Lord Emsworth dijo que no conocía a ninguno.
—¿Y me es permitido saber qué es lo que está haciendo un detective privado como huésped del castillo?
—Lo traje para que aclarara el misterio de la desaparición de la Empress.
—Pero, bueno; este animal estúpido ha regresado hace días a su porqueriza. ¿Por qué razón, pues, está este hombre aquí?
—Fue idea de Galahad. Sugirió que debía permanecer aquí hasta después de la exposición agrícola. Creyó que sería conveniente que hubiera una persona así, a mano, para el caso de que Parsloe intentara otra de sus tretas.
—¡Clarence!
—Y yo creo —continuó, impertérrito, lord Emsworth— que tenía razón. Ya sé que fue Baxter quien robó mi cerda y no te costará trabajo creer que Baxter es algo borrachín. Pero Galahad tenía la sensación, igual que yo, de que, esencialmente, no por borrachín robó a la Empress. Los dos pensamos que Parsloe estaba detrás de todo el asunto. Galahad sostiene, y estoy de acuerdo con él, que es sólo cuestión de tiempo el que vuelva a hacer otra intentona. Por eso, cuantos más vigilantes haya, mejor; especialmente si éstos, como Pilbeam, son gente acostumbrada y entrenada a tratar con criminales.
—Clarence, ¡tú estás loco!
—No, no estoy loco —contestó, excitado, lord Emsworth—. Conozco a Parsloe. Y Galahad conoce a Parsloe. Tenías que leer algunas de las historias sobre él en el libro de Galahad, historias, por cierto, muy bien documentadas, según dice él. En ellas verías la clase de hombre que era cuando se iba de parranda con Galahad, en Londres, en los días de su juventud. Tienes que saber que en 1894, Parsloe atracó a Towser, el perro de Galahad, con bistecs y cebollas momentos antes de la gran carrera de Rat, para que pudiera ganar Banjo, su perro. Es un punto que no se para en barras para conseguir su objeto. Y hoy es el mismo; no ha cambiado un ápice. Si no, fíjate en el procedimiento que empleó para privarme de Wellbevoled, el porquero que tuve antes de Pirbright. Un fulano que es capaz de esto, es capaz de todo.

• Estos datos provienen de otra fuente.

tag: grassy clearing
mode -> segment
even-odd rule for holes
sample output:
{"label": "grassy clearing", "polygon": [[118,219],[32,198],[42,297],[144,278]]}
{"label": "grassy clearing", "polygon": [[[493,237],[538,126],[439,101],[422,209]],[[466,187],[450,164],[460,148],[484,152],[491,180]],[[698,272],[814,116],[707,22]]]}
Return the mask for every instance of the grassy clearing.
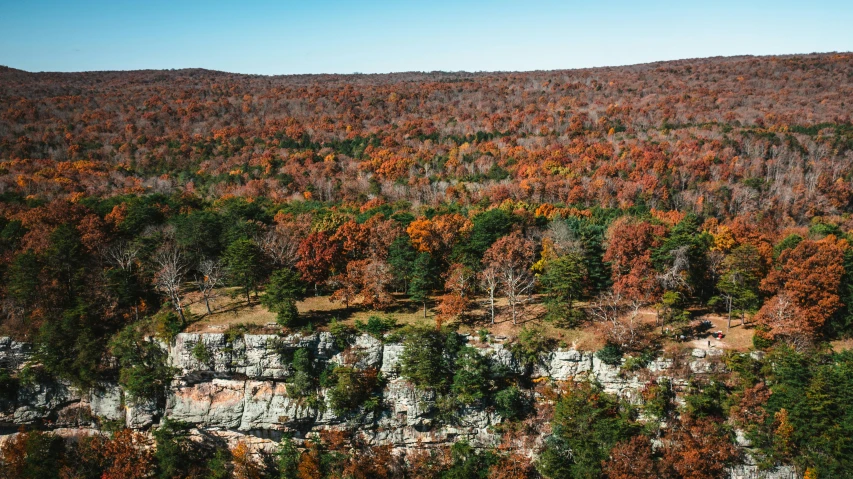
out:
{"label": "grassy clearing", "polygon": [[[229,326],[244,324],[256,330],[267,330],[269,332],[281,331],[276,324],[275,314],[269,312],[260,302],[253,298],[251,304],[239,295],[235,288],[223,288],[217,292],[217,297],[211,301],[212,314],[207,313],[204,301],[198,293],[189,293],[186,298],[189,303],[188,309],[195,320],[187,327],[189,332],[222,332]],[[363,310],[357,307],[346,308],[342,303],[332,302],[329,296],[311,296],[297,303],[299,314],[310,321],[315,328],[325,329],[332,321],[340,321],[344,324],[354,326],[356,321],[366,322],[371,316],[393,318],[397,324],[435,324],[435,311],[431,309],[435,302],[428,303],[426,317],[424,317],[423,306],[413,303],[403,295],[396,296],[397,303],[388,311]],[[518,336],[523,328],[541,328],[543,334],[562,347],[572,347],[583,350],[598,350],[604,346],[604,331],[598,324],[585,323],[578,328],[565,329],[556,327],[553,323],[543,321],[545,313],[542,298],[534,296],[528,303],[524,312],[519,316],[517,324],[513,324],[505,299],[495,302],[497,315],[495,323],[492,324],[488,314],[488,304],[484,298],[475,298],[472,301],[472,309],[465,318],[455,321],[454,325],[461,333],[469,333],[477,336],[481,330],[486,330],[494,336],[503,336],[513,339]],[[585,306],[579,303],[578,307]],[[656,314],[653,309],[640,311],[642,320],[654,324]],[[719,315],[706,314],[697,319],[711,321],[711,331],[726,331],[726,319]],[[752,346],[753,330],[744,327],[739,321],[733,321],[732,328],[721,341],[707,338],[699,338],[686,343],[672,342],[670,347],[708,347],[711,345],[721,349],[746,351]],[[847,347],[853,346],[853,341]]]}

Lady Constance pisoteó la hierba; le hubiera gustado más que la hierba hubiese sido su hermano, pero no era correcto hacerlo.
—Te estás portando como un imbécil con sir Gregory —dijo, exaltada—. Tenías que estar avergonzado de ti mismo; y lo mismo Galahad, si es posible que se avergüence de algo. Os estáis conduciendo como un par de críos estúpidos. Odio esa disputa idiota. Si hay una cosa detestable en este país es el estar en malas relaciones con el vecino.
—No me importa estar en malas relaciones con Parsloe.
—Pues a mí, sí; y por eso estuve tan contenta cuando accedí a ayudarle en favor de su sobrino. Tuve el placer de demostrarle que, por lo menos, había una persona cuerda en el castillo de Blandings.
—Pero ¿de qué sobrino hablas?
—Del joven Montagne Bodkin. Tienes que acordarte de él. Venía mucho por aquí cuando era chico.
—¿Bodkin?… ¿Bodkin?
—¡Oh, por favor, Clarence, no te quedes diciendo «Bodkin» como un loro! Si no te acuerdas, como le ocurre con todo lo que ha sucedido después de transcurrido diez minutos, no importa. Lo esencial es que sir Gregory me pidió, como favor personal, que lo tomara como secretario tuyo…
Lord Emsworth era apacible, pero podía excitarse también.
—¡Que me cuelguen si lo entiendo! El hombre que me quita el porquero y planea el robo de mi cerda y tiene la osadía de…
—… Y yo estaré encantada.
—¿Qué?
—Digo que yo estaré encantada.
—No querrás decir que te has comprometido.
—Sí, querido, eso es; me he comprometido.
—Es decir, ¿que vas a dejar suelto por el castillo a un sobrino de Parsloe, precisamente dos semanas antes de la exposición agrícola?
—Llegará mañana a las dos y cuarenta cinco —dijo lady Constance.
Y como había ya lanzado la bomba, la había visto explotar, había llegado a la puerta y no quería perder más tiempo oyendo protestas fútiles, entró en la casa dejando plantado a lord Emsworth.
Allí quedó él durante casi un minuto. Después, la necesidad imperiosa de compartir aquella siniestra noticia con alguien más sereno y despejado, le devolvió a la vida activa. Con semblante sombrío y con sus piernas temblorosas, se marchó precipitadamente hacia donde su hermano Galahad se encontraba sentado en su butaca bebiendo su whisky.